David Brooks wrote an astounding column last Friday, The American Idea and Today’s GOP. He’s either incredibly ignorant or deeply deceptive. His argument is that Donald Trump and others are destroying the conservative tradition in America because it has always been forward looking. He noted that in this way it is different from conservatism in other places where it is all about holding on to the history of the place. But if that’s what American conservatives are, then what have the American liberals been doing? Have the last 250 years been a battle about how we are going to rush to the future?
There’s no way of saying, because Brooks never mentioned Democrats in that context — or liberals at all. Apparently, America is the conservative movement. That’s how he can write something like this, “From Lincoln to Reagan to Bush, the market has been embraced for being dynamic and progressive.” Yes, there’s a real continuum there from the man who headed an abolitionist party to the man who gave his first speech as the Republican nominee for president about “states’ rights” at the site of where three civil rights workers were lynched. And really, is that what the Republican Party is? Lincoln — a 120 years — Reagan — 20 yeas — Bush?!

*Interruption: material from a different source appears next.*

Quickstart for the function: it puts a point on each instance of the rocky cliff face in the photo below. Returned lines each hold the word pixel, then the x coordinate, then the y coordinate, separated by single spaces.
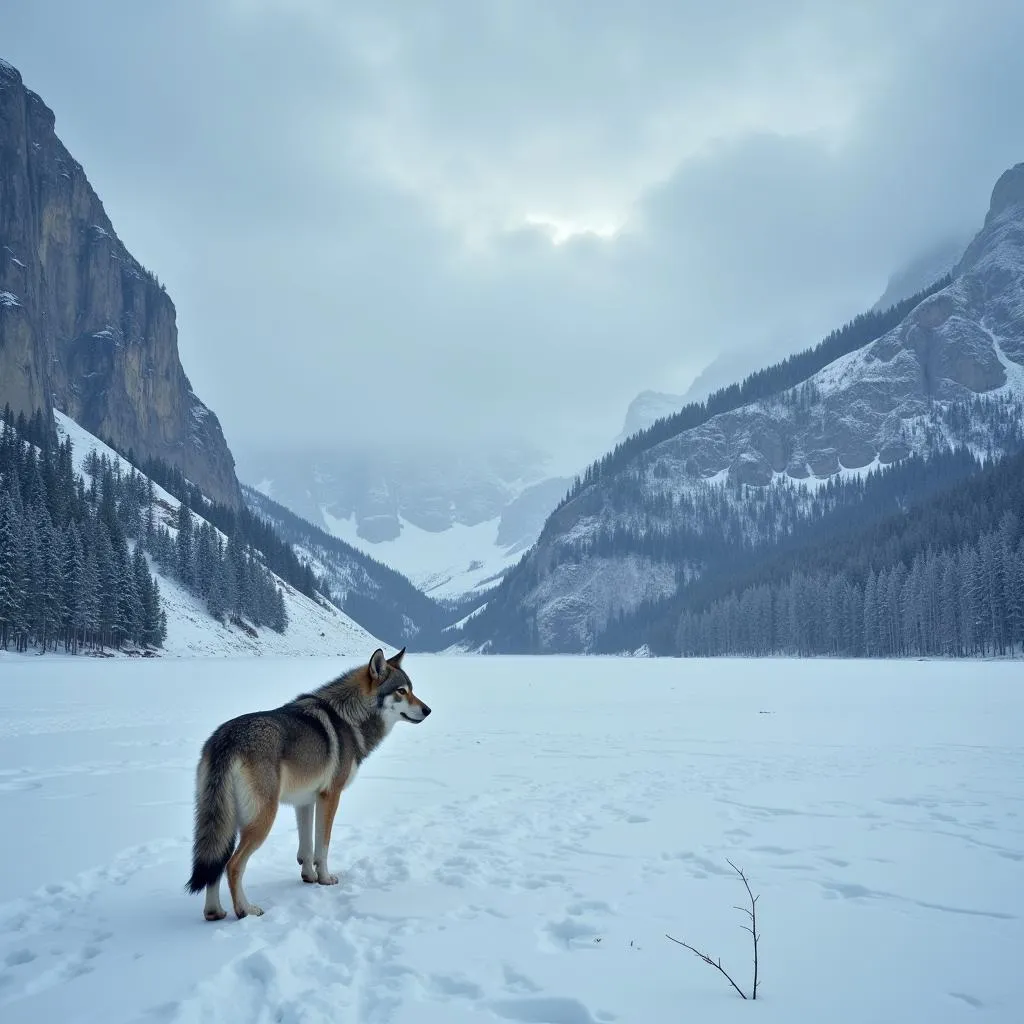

But the big question is who exactly were the people who thought they could just take the land of native peoples because they had the power too? The ones who later committed genocide against them? And who were the ones who practiced and defended slavery? I’m not talking parties here, because obviously, over time, things get mixed up. But what movement was John Calhoun part of? Was he a liberal? A conservative? Or just someone we have to throw aside as an outlier? That last option seems to be Brooks’ choice, because he certainly doesn’t engage with it.
If we assume that modern conservatives are not the descendants of Calhoun, who are? Who are the people who fight against every change? Who are the people who think that things are just fine the way they are? Who are the people who think that it is God’s will that the poor are poor and the weak are weak? Because these are the things that Calhoun stood for — the things that he believed. Today, it would be hard to find someone who would make the same arguments for slavery. But the same arguments are being made to preserve less outrageous injustices. And unless I’m just really dense, the answer is very obviously found in the majority of the Republican Party.
I get so tired of hearing people like Brooks complaining that the conservative movement has gone off track. There are two strains of American thought that currently find themselves wedded in the Republican Party. One is the Alexander Hamilton strain of business and profits before people. Brooks mentioned him, because that’s the part that isn’t embarrassing — the part that history hasn’t completely repudiated. But the other strain is very much John Calhoun. And Brooks knows that. What’s more, he knows that without the fearful bigots, there’s no way the Republican Party would ever win an election anywhere. And if he doesn’t know that, he has no right to be printed in WorldNetDaily, much less The New York Times.